Berkeley, CA, June 9, 2014 — Like their students, teachers across the country look forward to their summer vacation. This summer, many teachers will be taking some of their time to continue learning. More than 3,000 educators will attend Invitational and Advanced Institutes through the National Writing Project (NWP), taking advantage of a unique opportunity to expand their knowledge and understanding of how best to teach writing in the digital age. In addition to face-to-face programs, many NWP teacher-leaders will be participating in Making Learning Connected (#clmooc) , an eight-week online collaborative learning opportunity. Making Learning Connected engages participants in exploring new digital tools during "make" projects, while sharing reflections with colleagues across the country and around the world.

With funding from the U.S. Department of Education, National Science Foundation, private foundations, universities, and a variety of local funders, Writing Project sites serve all 50 states and host an array of high-quality professional development activities. These offerings allow teachers the opportunity to study the latest research on teaching writing and share knowledge, expertise, and effective classroom practices with one another.

"The Writing Project isn't just about writing in language arts classrooms. We are committed to providing teachers with immediately relevant programs that support them in improving the literacy education of their students in all subjects," said Dr. Ellen Shelton, Director, University of Mississippi Writing Project. "This summer, in addition to our Invitational Institute, we have a range of summer learning opportunities for teachers of all grades and disciplines to support them as they implement new college- and career-ready standards and prepare for new assessments."

While centered on professional development programs for educators, local Writing Project sites also continue to expand their work with youth programs focused on writing. Over 800 different programs took place in summer 2013, with a similar number of programs expected this summer.

"In so many ways, educators continue to forge partnerships and engage one another during the summer months," said Judy Buchanan, Deputy Director. "Through these opportunities, teachers are better equipped to support their colleagues and to help their students excel in writing across all disciplines."

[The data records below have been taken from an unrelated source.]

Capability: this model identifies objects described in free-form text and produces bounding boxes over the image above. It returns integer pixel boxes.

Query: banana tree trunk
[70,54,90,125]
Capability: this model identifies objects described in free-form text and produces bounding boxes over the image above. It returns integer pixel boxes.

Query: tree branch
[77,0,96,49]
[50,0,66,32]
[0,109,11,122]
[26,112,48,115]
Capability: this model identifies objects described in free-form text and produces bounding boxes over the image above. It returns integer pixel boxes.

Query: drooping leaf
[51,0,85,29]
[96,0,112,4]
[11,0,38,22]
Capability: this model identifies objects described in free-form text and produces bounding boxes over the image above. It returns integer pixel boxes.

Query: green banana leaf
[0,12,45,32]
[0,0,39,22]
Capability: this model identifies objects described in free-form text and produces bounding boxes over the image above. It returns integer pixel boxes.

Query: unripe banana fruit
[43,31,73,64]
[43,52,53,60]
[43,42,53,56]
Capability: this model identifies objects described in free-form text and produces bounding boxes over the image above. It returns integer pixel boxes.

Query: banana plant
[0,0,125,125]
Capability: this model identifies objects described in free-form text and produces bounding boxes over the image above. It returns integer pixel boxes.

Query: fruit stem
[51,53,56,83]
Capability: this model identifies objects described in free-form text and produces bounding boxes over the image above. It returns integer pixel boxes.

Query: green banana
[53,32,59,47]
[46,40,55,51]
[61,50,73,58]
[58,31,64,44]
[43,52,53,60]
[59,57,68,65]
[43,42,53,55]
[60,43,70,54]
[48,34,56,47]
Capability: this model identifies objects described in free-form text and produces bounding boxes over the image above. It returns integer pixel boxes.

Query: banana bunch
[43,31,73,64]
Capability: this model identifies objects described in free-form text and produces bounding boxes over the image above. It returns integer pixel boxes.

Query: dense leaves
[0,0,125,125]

National research studies have shown that professional development programs designed and delivered by NWP sites have a positive effect on the writing achievement of students across grade levels, schools, and contexts. To learn more, visit http://archive.nwp.org/cs/public/print/resource/3208.

 

Through its mission, the National Writing Project focuses the knowledge, expertise, and leadership of our nation's educators on sustained efforts to improve writing and learning. Writing in its many forms is the signature means of communication in the 21st century. The NWP envisions a future where every person is an accomplished writer, engaged learner, and active participant in a digital, interconnected world. Located on nearly 200 university and college campuses, NWP works in partnership with K-12 schools, libraries, museums, after-school programs, and local Writing Project sites to provide high-quality, sustained professional development for 100,000 teachers a year. Through its many successful programs and partnerships, the organization reaches 1.4 million Pre-K through college-age students in over 3,000 schools districts annually.